The Climate Action Tracker, an independent science project that tracks climate action by 39 countries plus the European Union and measures it against the Paris Agreement goal, rates Mexico’s actions as “critically insufficient.” This is the worst level, which it shares with nine other nations such as the United States, Russia, Türkiye or Argentina.
“The ‘critically insufficient’ rating indicates that Mexico’s policies and commitments lead to an increase, rather than a decrease, in emissions; if all countries followed Mexico’s approach, global warming would exceed four degrees,” the report said. “The use of fossil fuels is a priority and policies and institutions related to climate change have been dismantled under the discourse of energy security and republican austerity,” he adds.

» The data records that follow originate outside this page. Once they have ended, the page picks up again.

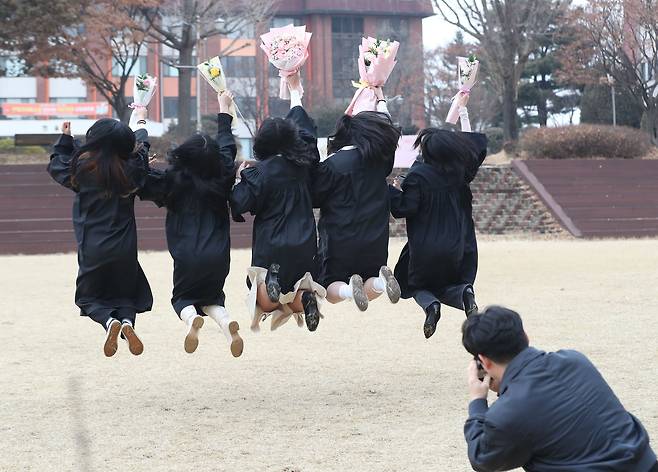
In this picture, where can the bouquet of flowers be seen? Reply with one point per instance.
(467, 68)
(143, 91)
(376, 62)
(287, 50)
(213, 72)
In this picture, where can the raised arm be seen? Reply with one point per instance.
(308, 130)
(405, 202)
(227, 147)
(59, 166)
(138, 166)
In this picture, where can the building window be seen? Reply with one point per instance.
(393, 28)
(281, 21)
(170, 107)
(239, 66)
(246, 31)
(138, 69)
(346, 33)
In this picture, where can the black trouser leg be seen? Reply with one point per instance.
(101, 317)
(425, 298)
(454, 295)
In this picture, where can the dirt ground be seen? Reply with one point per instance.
(366, 392)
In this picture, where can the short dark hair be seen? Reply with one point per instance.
(373, 133)
(496, 332)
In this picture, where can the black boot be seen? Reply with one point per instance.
(432, 317)
(311, 310)
(470, 307)
(272, 283)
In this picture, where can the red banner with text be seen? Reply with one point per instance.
(55, 109)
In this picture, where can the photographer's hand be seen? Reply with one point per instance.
(477, 389)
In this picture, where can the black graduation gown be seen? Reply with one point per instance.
(441, 253)
(277, 191)
(198, 237)
(110, 281)
(352, 195)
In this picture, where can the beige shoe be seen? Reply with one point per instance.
(135, 344)
(111, 338)
(230, 329)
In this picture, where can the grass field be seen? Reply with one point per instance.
(366, 392)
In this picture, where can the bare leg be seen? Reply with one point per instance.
(333, 292)
(296, 305)
(370, 289)
(264, 301)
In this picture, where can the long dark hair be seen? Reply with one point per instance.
(373, 133)
(449, 151)
(195, 167)
(108, 145)
(279, 136)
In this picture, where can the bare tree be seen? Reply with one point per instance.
(441, 85)
(507, 32)
(182, 24)
(79, 38)
(618, 42)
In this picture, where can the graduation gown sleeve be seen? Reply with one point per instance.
(405, 202)
(59, 166)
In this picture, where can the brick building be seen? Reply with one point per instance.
(337, 29)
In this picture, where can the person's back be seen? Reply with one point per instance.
(284, 227)
(555, 412)
(105, 173)
(361, 187)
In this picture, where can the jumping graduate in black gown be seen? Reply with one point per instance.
(105, 173)
(195, 188)
(351, 191)
(439, 262)
(277, 191)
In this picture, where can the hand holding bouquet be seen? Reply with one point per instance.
(376, 62)
(467, 68)
(287, 50)
(213, 72)
(143, 91)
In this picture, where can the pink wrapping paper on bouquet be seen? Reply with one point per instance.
(467, 71)
(376, 62)
(287, 50)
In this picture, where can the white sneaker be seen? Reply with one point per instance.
(192, 338)
(111, 338)
(230, 329)
(135, 344)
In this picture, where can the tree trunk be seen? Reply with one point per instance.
(650, 124)
(510, 123)
(185, 127)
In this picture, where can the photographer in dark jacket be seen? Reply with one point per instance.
(555, 412)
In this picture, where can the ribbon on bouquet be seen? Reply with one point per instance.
(458, 101)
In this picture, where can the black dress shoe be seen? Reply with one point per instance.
(272, 283)
(470, 307)
(311, 310)
(432, 317)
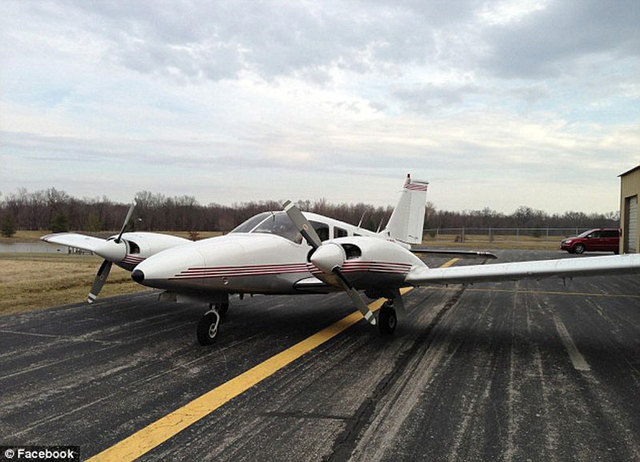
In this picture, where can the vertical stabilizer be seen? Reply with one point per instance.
(407, 219)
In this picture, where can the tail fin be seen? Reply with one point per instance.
(407, 219)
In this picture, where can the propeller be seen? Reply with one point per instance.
(327, 257)
(105, 267)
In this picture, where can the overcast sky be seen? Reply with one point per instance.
(496, 104)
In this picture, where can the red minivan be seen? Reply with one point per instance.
(599, 239)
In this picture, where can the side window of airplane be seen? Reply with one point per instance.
(133, 247)
(322, 229)
(339, 232)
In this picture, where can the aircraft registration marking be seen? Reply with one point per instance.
(161, 430)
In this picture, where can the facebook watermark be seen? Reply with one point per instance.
(38, 453)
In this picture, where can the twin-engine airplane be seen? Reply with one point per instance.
(291, 252)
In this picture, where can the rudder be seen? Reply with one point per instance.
(407, 220)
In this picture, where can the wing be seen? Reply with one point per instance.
(565, 267)
(79, 241)
(455, 253)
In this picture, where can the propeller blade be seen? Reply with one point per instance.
(355, 298)
(99, 281)
(126, 220)
(302, 224)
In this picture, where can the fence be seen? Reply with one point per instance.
(499, 234)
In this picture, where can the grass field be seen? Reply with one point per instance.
(31, 282)
(482, 242)
(30, 236)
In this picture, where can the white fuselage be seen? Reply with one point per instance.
(266, 263)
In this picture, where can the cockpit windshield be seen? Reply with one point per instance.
(277, 223)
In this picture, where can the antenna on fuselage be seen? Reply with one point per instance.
(361, 218)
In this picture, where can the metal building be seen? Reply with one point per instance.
(629, 192)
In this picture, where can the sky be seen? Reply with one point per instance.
(497, 104)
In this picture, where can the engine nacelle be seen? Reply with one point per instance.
(328, 257)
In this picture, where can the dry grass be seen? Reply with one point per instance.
(31, 236)
(498, 242)
(31, 282)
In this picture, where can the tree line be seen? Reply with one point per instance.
(57, 211)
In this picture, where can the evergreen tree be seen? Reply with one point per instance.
(8, 227)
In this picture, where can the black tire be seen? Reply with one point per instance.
(387, 320)
(208, 328)
(222, 308)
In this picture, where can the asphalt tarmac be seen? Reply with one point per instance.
(533, 370)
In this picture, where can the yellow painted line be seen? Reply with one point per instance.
(173, 423)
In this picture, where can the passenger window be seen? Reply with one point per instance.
(322, 230)
(339, 232)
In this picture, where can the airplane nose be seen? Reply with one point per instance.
(137, 276)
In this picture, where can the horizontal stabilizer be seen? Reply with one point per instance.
(78, 241)
(564, 267)
(455, 253)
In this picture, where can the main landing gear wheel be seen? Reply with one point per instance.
(207, 330)
(222, 308)
(387, 320)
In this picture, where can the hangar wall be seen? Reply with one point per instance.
(629, 216)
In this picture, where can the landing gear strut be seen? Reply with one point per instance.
(387, 319)
(209, 324)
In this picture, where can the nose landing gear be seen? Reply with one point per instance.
(209, 325)
(387, 320)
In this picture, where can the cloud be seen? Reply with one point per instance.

Key sticking points include, among others, subsidies for fossil fuels, the fact that federal budgets dedicate around 70% of resources intended to fight climate change to fossil gas infrastructure, or that electricity auctions for renewable energy have been canceled. They also highlight that updating the targets to 2022 has resulted in higher levels of emissions compared to the first edition.
They also remember that that year, when then-President Andrés Manuel López Obrador presented his “decalogue of actions in the fight against climate change,” point seven was “the modernization of six refineries has begun, we have acquired another in Texas, and we are about to inaugurate a new refinery in Dos Bocas, Tabasco, Mexico,” and point eight was two new coke ovens to convert fuel oil into gasoline.
Now as Mexico presents actions to comply with its new NDC, it is assumed that Climate Action Tracker will reassess the country, now with President Sheinbaum at the helm, a profile much more similar to the environmental sector than that of López Obrador.
According to what was published by the Ministry of the Environment, “NDC 3.0 incorporates a new reduction target that will put Mexico on the path to net zero emissions by mid-century.” It is unclear how it will achieve this goal, if Mexico has an expansive policy on the use of hydrocarbons, plans to seek larger oil reserves using hydraulic fracturing and, of its 35 electricity generation plants under construction, the vast majority use fossil fuels, with a useful life of at least 30 years. That is, they will be operational beyond the half-century in which Mexico commits not to release greenhouse gases into the atmosphere.